The Long-Term Employee
Bill Harrison is 57 years old and has been with Ross Products for 37 years. He is on a top-paying machine-operator job and has been for the last 20 years. Bill is quite active in community affairs and takes a genuine interest in most employee activities. He is very friendly and well-liked by all employees, especially the younger ones, who often come to him for advice. He is extremely helpful to these younger employees and never hesitate to help when asked. When talking with the younger employees, Bill never talks negatively about the company.

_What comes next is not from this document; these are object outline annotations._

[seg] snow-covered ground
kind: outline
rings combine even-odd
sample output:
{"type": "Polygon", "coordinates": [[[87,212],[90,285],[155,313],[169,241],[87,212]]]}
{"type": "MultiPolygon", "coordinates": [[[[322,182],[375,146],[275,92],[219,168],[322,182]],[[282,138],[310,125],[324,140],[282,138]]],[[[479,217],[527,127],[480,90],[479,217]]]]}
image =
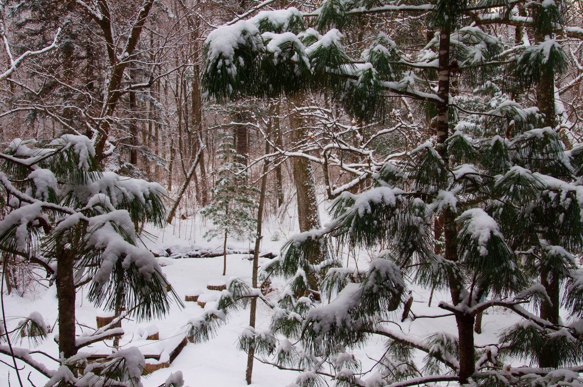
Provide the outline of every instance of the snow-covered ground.
{"type": "MultiPolygon", "coordinates": [[[[279,252],[285,237],[295,232],[297,223],[295,216],[294,214],[284,214],[277,217],[272,217],[268,219],[265,225],[265,238],[262,245],[262,252],[279,252]],[[276,232],[281,238],[278,240],[272,240],[272,239],[275,239],[272,237],[276,232]]],[[[322,214],[322,216],[325,215],[322,214]]],[[[144,242],[152,251],[161,254],[167,254],[167,250],[168,249],[171,252],[171,255],[177,255],[188,252],[219,249],[221,247],[220,241],[208,242],[202,237],[205,228],[205,225],[202,224],[196,217],[184,220],[177,218],[174,225],[164,229],[147,228],[146,231],[150,236],[148,239],[145,238],[144,242]]],[[[229,245],[233,249],[240,251],[248,250],[251,247],[248,242],[237,240],[230,241],[229,245]]],[[[366,262],[371,259],[370,256],[371,254],[366,252],[363,252],[360,254],[359,260],[361,267],[366,267],[366,262]]],[[[170,344],[175,342],[177,338],[180,339],[184,337],[188,322],[200,315],[203,311],[203,309],[196,302],[184,302],[185,295],[193,293],[197,290],[204,290],[209,282],[227,280],[231,277],[237,277],[250,281],[252,263],[248,258],[248,254],[232,254],[228,256],[227,275],[225,277],[222,276],[222,256],[212,258],[159,258],[164,273],[175,292],[183,300],[184,308],[181,308],[175,303],[170,313],[159,320],[143,322],[124,320],[122,326],[125,334],[121,340],[122,345],[126,348],[132,346],[139,346],[142,352],[144,352],[147,351],[148,346],[163,346],[164,343],[170,344]],[[143,340],[142,337],[145,334],[156,329],[159,331],[159,343],[153,344],[143,340]]],[[[267,260],[267,259],[261,259],[260,264],[267,260]]],[[[354,263],[352,256],[349,262],[350,264],[354,263]]],[[[275,291],[271,293],[269,297],[276,298],[278,287],[282,284],[282,281],[274,281],[273,285],[275,288],[275,291]]],[[[432,307],[429,308],[427,306],[429,291],[415,287],[412,290],[414,297],[412,310],[416,315],[445,314],[444,311],[437,305],[441,300],[449,301],[447,294],[436,292],[432,307]]],[[[82,290],[77,298],[78,322],[79,324],[78,327],[78,334],[82,334],[83,330],[94,329],[96,315],[101,313],[85,299],[84,295],[82,290]]],[[[29,292],[22,297],[14,294],[10,296],[5,295],[4,304],[9,329],[10,326],[15,326],[20,319],[36,311],[40,312],[47,323],[50,325],[51,330],[54,330],[54,332],[56,330],[55,327],[57,304],[54,287],[46,288],[38,286],[35,291],[29,292]]],[[[259,303],[258,305],[258,327],[267,327],[270,320],[269,309],[262,303],[259,303]]],[[[400,311],[398,312],[400,315],[400,311]]],[[[203,344],[188,343],[170,368],[162,368],[146,376],[143,379],[144,385],[159,386],[164,382],[171,372],[180,370],[183,373],[185,385],[191,387],[211,385],[216,387],[246,386],[245,369],[247,355],[238,350],[236,346],[238,335],[248,326],[248,311],[233,312],[230,315],[227,323],[220,328],[216,337],[203,344]]],[[[490,314],[484,316],[483,333],[476,335],[476,345],[485,345],[496,342],[496,336],[500,327],[506,326],[511,322],[516,320],[516,317],[507,313],[496,309],[491,311],[490,314]]],[[[451,317],[439,319],[420,318],[414,322],[407,320],[399,323],[399,325],[400,328],[396,325],[394,325],[394,327],[397,330],[402,330],[405,333],[415,334],[420,339],[436,332],[456,334],[455,324],[453,318],[451,317]]],[[[36,348],[58,358],[57,347],[53,340],[54,336],[54,333],[50,333],[48,339],[36,348]]],[[[16,344],[19,345],[18,343],[16,344]]],[[[103,351],[107,349],[106,345],[111,344],[111,340],[108,340],[105,344],[97,344],[83,348],[82,351],[103,351]]],[[[19,345],[26,347],[29,344],[25,339],[19,345]]],[[[383,341],[373,339],[369,345],[356,351],[354,353],[363,362],[363,371],[366,371],[375,364],[369,358],[378,358],[384,351],[383,341]]],[[[40,354],[35,355],[35,357],[38,360],[45,362],[50,368],[57,368],[57,364],[54,361],[40,354]]],[[[422,356],[420,355],[420,360],[421,357],[422,356]]],[[[0,360],[6,362],[11,361],[6,356],[2,356],[0,360]]],[[[30,378],[35,385],[42,386],[46,382],[45,378],[40,374],[25,368],[21,371],[21,375],[25,379],[25,385],[28,383],[26,379],[29,372],[31,372],[30,378]]],[[[17,385],[15,371],[3,364],[0,364],[0,386],[8,385],[9,374],[10,385],[17,385]]],[[[286,386],[292,383],[297,376],[297,374],[293,371],[282,371],[271,365],[256,361],[253,371],[252,385],[258,387],[286,386]]],[[[363,377],[366,378],[366,376],[363,377]]]]}

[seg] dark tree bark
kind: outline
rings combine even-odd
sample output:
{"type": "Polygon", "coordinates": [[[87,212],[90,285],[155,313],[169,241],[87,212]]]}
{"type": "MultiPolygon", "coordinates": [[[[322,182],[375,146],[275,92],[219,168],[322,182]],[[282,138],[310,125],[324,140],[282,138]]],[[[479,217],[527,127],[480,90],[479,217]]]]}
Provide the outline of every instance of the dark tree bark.
{"type": "MultiPolygon", "coordinates": [[[[442,102],[437,103],[436,107],[437,111],[436,128],[438,150],[446,165],[448,163],[448,158],[444,144],[449,135],[451,34],[451,30],[448,28],[442,29],[440,33],[437,96],[442,102]]],[[[455,224],[455,214],[451,210],[445,210],[442,215],[442,218],[445,238],[444,248],[445,257],[448,260],[455,262],[458,260],[455,245],[455,237],[457,233],[455,224]]],[[[452,302],[454,305],[457,305],[462,301],[461,297],[462,284],[459,278],[455,274],[449,276],[448,282],[452,302]]],[[[463,384],[468,382],[468,378],[476,370],[474,356],[474,316],[465,313],[456,313],[455,320],[458,326],[459,344],[458,376],[460,383],[463,384]]]]}
{"type": "MultiPolygon", "coordinates": [[[[265,154],[269,152],[269,142],[265,142],[265,154]]],[[[261,190],[259,196],[259,208],[257,209],[257,236],[255,238],[255,250],[253,252],[253,272],[251,274],[251,285],[254,289],[258,288],[257,272],[259,269],[259,249],[263,239],[262,228],[263,227],[263,210],[265,207],[265,193],[267,191],[267,175],[269,172],[269,163],[266,159],[263,165],[263,175],[261,176],[261,190]]],[[[251,298],[251,311],[249,312],[249,326],[255,326],[257,312],[257,298],[251,298]]],[[[251,344],[247,354],[247,367],[245,371],[245,380],[247,384],[251,383],[253,374],[253,360],[255,357],[255,346],[251,344]]]]}
{"type": "MultiPolygon", "coordinates": [[[[74,256],[66,249],[57,258],[57,298],[59,303],[59,353],[65,358],[77,353],[75,346],[74,256]]],[[[73,370],[72,370],[73,371],[73,370]]]]}

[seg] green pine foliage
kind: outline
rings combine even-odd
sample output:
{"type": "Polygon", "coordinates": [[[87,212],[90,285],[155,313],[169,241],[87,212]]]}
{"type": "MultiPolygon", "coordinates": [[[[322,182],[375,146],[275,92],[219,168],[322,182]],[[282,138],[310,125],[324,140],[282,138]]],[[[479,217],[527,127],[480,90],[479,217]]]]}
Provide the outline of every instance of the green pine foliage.
{"type": "MultiPolygon", "coordinates": [[[[121,305],[139,320],[161,316],[173,300],[182,303],[142,245],[135,225],[163,224],[166,191],[157,183],[100,170],[94,154],[89,138],[70,134],[16,139],[0,152],[0,193],[9,198],[1,203],[6,215],[0,220],[0,250],[28,258],[49,275],[67,260],[76,287],[88,288],[96,306],[119,312],[121,305]]],[[[47,327],[33,313],[21,322],[17,332],[23,331],[38,341],[47,327]]],[[[49,384],[140,385],[143,364],[136,361],[141,354],[116,354],[97,368],[87,365],[86,354],[63,359],[64,368],[49,384]]]]}
{"type": "MultiPolygon", "coordinates": [[[[402,5],[404,10],[424,5],[404,2],[387,5],[402,5]]],[[[265,90],[285,95],[296,90],[329,92],[350,117],[382,122],[388,111],[387,97],[395,93],[424,101],[428,133],[435,129],[434,104],[440,102],[436,93],[436,86],[438,90],[442,86],[436,74],[442,43],[440,38],[449,37],[449,92],[455,96],[449,101],[451,132],[445,142],[436,144],[429,135],[429,141],[377,166],[371,189],[340,194],[331,207],[330,223],[292,236],[281,256],[262,268],[266,277],[279,275],[287,280],[275,308],[271,329],[280,339],[276,359],[282,364],[296,362],[303,371],[297,385],[318,385],[319,374],[331,374],[338,386],[384,386],[428,374],[458,375],[462,363],[475,365],[475,372],[466,375],[470,385],[582,382],[570,367],[578,365],[583,354],[577,320],[583,295],[578,260],[583,252],[583,151],[578,144],[566,150],[554,128],[541,127],[538,109],[521,95],[543,77],[548,79],[566,68],[567,58],[561,42],[553,39],[554,29],[561,23],[557,4],[527,4],[530,16],[540,22],[535,33],[544,30],[549,35],[544,40],[537,37],[528,46],[505,46],[510,40],[507,36],[495,35],[494,30],[479,26],[468,17],[477,18],[489,8],[495,8],[498,15],[515,11],[510,2],[490,0],[433,2],[426,13],[420,14],[430,28],[437,30],[412,54],[399,49],[394,37],[375,37],[368,32],[370,43],[360,60],[352,57],[356,50],[343,46],[343,34],[350,33],[356,20],[352,15],[385,5],[374,1],[324,1],[315,22],[320,30],[310,28],[293,34],[303,47],[293,36],[276,36],[287,32],[272,29],[254,34],[255,43],[245,43],[249,50],[244,54],[237,51],[247,36],[242,32],[233,40],[233,50],[217,55],[213,50],[216,37],[209,37],[205,54],[209,74],[203,79],[210,79],[216,73],[224,76],[220,61],[243,65],[246,55],[254,60],[260,58],[257,62],[260,64],[269,58],[271,66],[278,65],[283,55],[288,64],[296,66],[293,73],[281,71],[283,79],[273,85],[265,83],[271,75],[250,78],[247,82],[252,86],[234,78],[227,92],[207,82],[212,97],[262,97],[268,95],[265,90]],[[324,29],[329,30],[325,33],[324,29]],[[287,46],[279,43],[283,41],[287,46]],[[503,62],[509,64],[505,75],[501,74],[503,62]],[[505,81],[510,86],[501,87],[505,81]],[[282,86],[288,83],[287,89],[282,86]],[[472,89],[469,96],[464,91],[472,89]],[[345,268],[339,249],[330,248],[334,245],[378,253],[368,267],[345,268]],[[326,259],[311,264],[307,258],[316,250],[326,259]],[[548,276],[541,278],[541,272],[548,276]],[[318,289],[310,282],[314,276],[321,280],[318,289]],[[461,334],[430,333],[419,340],[392,329],[393,323],[398,323],[395,312],[405,300],[409,281],[428,290],[451,291],[451,302],[439,306],[453,313],[458,328],[466,333],[468,322],[473,325],[478,313],[494,305],[525,320],[505,330],[499,344],[469,351],[462,345],[468,340],[462,340],[461,334]],[[559,305],[552,299],[549,284],[553,283],[564,290],[559,305]],[[314,294],[324,297],[318,299],[311,297],[314,294]],[[524,304],[530,308],[551,305],[557,310],[564,306],[569,312],[564,319],[575,322],[568,326],[545,320],[524,304]],[[348,359],[372,335],[387,340],[378,374],[364,379],[353,371],[359,368],[357,361],[347,367],[334,360],[348,359]],[[425,353],[422,361],[415,360],[419,358],[413,355],[417,351],[425,353]],[[541,354],[549,353],[556,356],[558,367],[565,369],[502,365],[511,357],[535,364],[541,354]]],[[[403,10],[395,15],[405,13],[403,10]]],[[[241,22],[240,29],[251,30],[250,26],[257,25],[254,18],[241,22]]],[[[442,69],[441,61],[440,64],[442,69]]],[[[255,76],[252,71],[245,75],[255,76]]],[[[442,73],[440,78],[444,80],[442,73]]],[[[439,118],[444,119],[442,115],[439,118]]],[[[473,326],[469,327],[473,334],[473,326]]]]}
{"type": "Polygon", "coordinates": [[[250,184],[242,156],[235,151],[232,136],[224,135],[217,151],[220,165],[214,172],[213,200],[201,214],[213,223],[205,233],[209,240],[225,235],[251,239],[257,232],[255,218],[258,190],[250,184]]]}

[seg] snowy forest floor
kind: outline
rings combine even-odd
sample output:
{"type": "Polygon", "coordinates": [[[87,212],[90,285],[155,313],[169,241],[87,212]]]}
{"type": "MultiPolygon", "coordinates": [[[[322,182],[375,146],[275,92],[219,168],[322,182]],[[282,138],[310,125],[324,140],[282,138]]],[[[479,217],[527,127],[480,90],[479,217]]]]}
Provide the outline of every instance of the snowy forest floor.
{"type": "MultiPolygon", "coordinates": [[[[325,219],[325,214],[322,214],[325,219]]],[[[264,224],[264,238],[262,243],[261,252],[271,252],[279,253],[279,249],[287,236],[297,232],[297,219],[294,214],[283,214],[279,217],[271,217],[264,224]],[[278,240],[272,240],[273,235],[277,232],[280,238],[278,240]]],[[[199,217],[196,215],[192,218],[180,219],[177,218],[173,225],[163,229],[146,228],[146,231],[150,234],[143,240],[146,246],[153,252],[165,255],[167,250],[170,249],[171,256],[177,254],[192,253],[193,252],[209,250],[220,250],[222,242],[212,240],[209,242],[202,237],[208,225],[202,223],[199,217]]],[[[230,240],[228,246],[236,250],[248,250],[252,247],[248,242],[230,240]]],[[[350,254],[347,260],[350,266],[358,264],[361,267],[366,267],[367,263],[373,257],[373,252],[361,252],[357,253],[357,262],[350,254]]],[[[227,275],[222,276],[223,270],[223,257],[212,258],[181,258],[175,259],[168,257],[159,258],[164,274],[167,276],[170,284],[182,300],[185,307],[182,309],[174,303],[170,313],[163,318],[150,321],[136,322],[131,319],[124,320],[122,324],[125,333],[121,340],[122,346],[127,348],[139,346],[140,349],[147,351],[147,347],[150,345],[164,345],[164,342],[175,341],[185,335],[186,325],[188,321],[202,313],[203,308],[196,302],[184,302],[185,295],[192,293],[196,290],[204,290],[209,282],[228,280],[233,277],[237,277],[248,281],[251,280],[252,261],[249,260],[248,254],[231,254],[227,256],[227,275]],[[147,341],[140,339],[144,332],[147,332],[155,327],[159,331],[160,341],[157,344],[149,344],[147,341]]],[[[346,254],[345,262],[347,258],[346,254]]],[[[260,265],[268,259],[260,259],[260,265]]],[[[274,301],[277,298],[279,290],[283,286],[283,280],[276,280],[272,284],[274,291],[269,297],[274,301]]],[[[449,301],[447,294],[436,291],[433,297],[431,307],[427,305],[429,291],[410,285],[414,302],[412,311],[416,316],[430,316],[445,314],[445,311],[437,305],[440,301],[449,301]]],[[[13,294],[4,295],[5,310],[9,329],[15,327],[23,318],[27,316],[33,312],[38,312],[43,316],[47,325],[50,325],[53,333],[50,333],[48,338],[36,347],[36,349],[43,351],[50,355],[58,358],[57,346],[54,338],[57,321],[57,303],[55,287],[45,288],[37,285],[22,297],[13,294]]],[[[266,328],[270,323],[270,309],[259,302],[258,304],[258,329],[266,328]]],[[[85,297],[82,290],[78,293],[78,334],[82,334],[83,330],[89,327],[95,328],[96,316],[103,315],[103,312],[93,307],[85,297]]],[[[402,306],[396,311],[396,316],[400,317],[402,306]]],[[[518,320],[518,318],[496,308],[490,309],[489,314],[484,315],[482,324],[482,333],[476,335],[476,345],[482,346],[497,342],[496,336],[501,327],[518,320]]],[[[243,387],[246,386],[245,369],[247,355],[237,349],[237,338],[243,329],[248,326],[249,311],[243,310],[236,311],[229,315],[227,323],[218,331],[216,337],[202,344],[188,343],[181,353],[178,355],[170,368],[162,368],[147,375],[142,379],[145,386],[159,386],[164,383],[170,373],[181,371],[184,374],[185,385],[195,387],[196,386],[215,386],[216,387],[243,387]]],[[[453,318],[440,319],[420,318],[414,322],[409,319],[401,323],[400,319],[396,320],[398,325],[391,324],[396,330],[401,330],[406,334],[412,334],[420,339],[435,333],[445,333],[449,335],[456,336],[457,332],[453,318]],[[400,327],[399,327],[400,326],[400,327]]],[[[104,344],[99,343],[83,351],[95,351],[96,352],[107,350],[106,346],[111,344],[111,340],[106,340],[104,344]]],[[[17,343],[23,347],[30,345],[26,339],[22,343],[17,343]]],[[[31,348],[34,347],[31,346],[31,348]]],[[[373,368],[375,361],[385,350],[384,340],[372,339],[364,347],[354,351],[356,357],[363,363],[362,372],[373,368]]],[[[56,369],[58,365],[51,360],[41,355],[36,355],[39,360],[56,369]]],[[[423,355],[419,354],[420,360],[423,355]]],[[[9,361],[8,358],[2,358],[4,361],[9,361]]],[[[36,371],[25,367],[20,371],[25,384],[28,382],[26,378],[29,372],[31,372],[31,380],[35,385],[41,386],[46,382],[46,379],[36,371]]],[[[257,387],[275,387],[287,386],[292,383],[297,376],[293,371],[282,371],[275,367],[264,364],[256,361],[253,371],[252,385],[257,387]]],[[[366,378],[366,375],[363,377],[366,378]]],[[[4,364],[0,364],[0,386],[9,385],[6,381],[9,379],[10,385],[17,385],[17,381],[13,369],[9,369],[4,364]]]]}

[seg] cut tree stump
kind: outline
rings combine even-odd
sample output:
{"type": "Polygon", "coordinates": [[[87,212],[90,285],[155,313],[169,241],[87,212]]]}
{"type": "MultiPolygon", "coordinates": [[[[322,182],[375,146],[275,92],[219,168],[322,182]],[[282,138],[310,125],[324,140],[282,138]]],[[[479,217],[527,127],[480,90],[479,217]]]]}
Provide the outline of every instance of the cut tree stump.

Bill’s one shortcoming, as his supervisor Alice Jeffries sees it, is his tendency to spend too much time talking with other employees. This is not only causing Bill’s work to suffer but also, perhaps more importantly, hinders the output of others. Whenever Alice confronts Bill with the problem, Bill’s performance improves for a day or two. It never takes long, however, for Bill to slip back into his old habit of storytelling and interrupting others.
Alice considered trying to have Bill transferred to another area where he would have less opportunity to interrupt others. However, Alice concluded she needs Bill’s experience, especially since she has no available replacement for Bill’s job.
Bill is secure in his personal life. He owns a nice house and lives well. His wife works as a librarian, and their two children are grown and married. Alice has sensed that Bill thinks he is as high he’ll ever go in the company. This does not seem to bother him since he feels comfortable and likes his present job.
1. What approach to motivation would you use to try to motivate Bill? Explain in detail what you would do?
2. Suppose Alice could transfer Bill. Would you recommend that she do it? Justify your answer.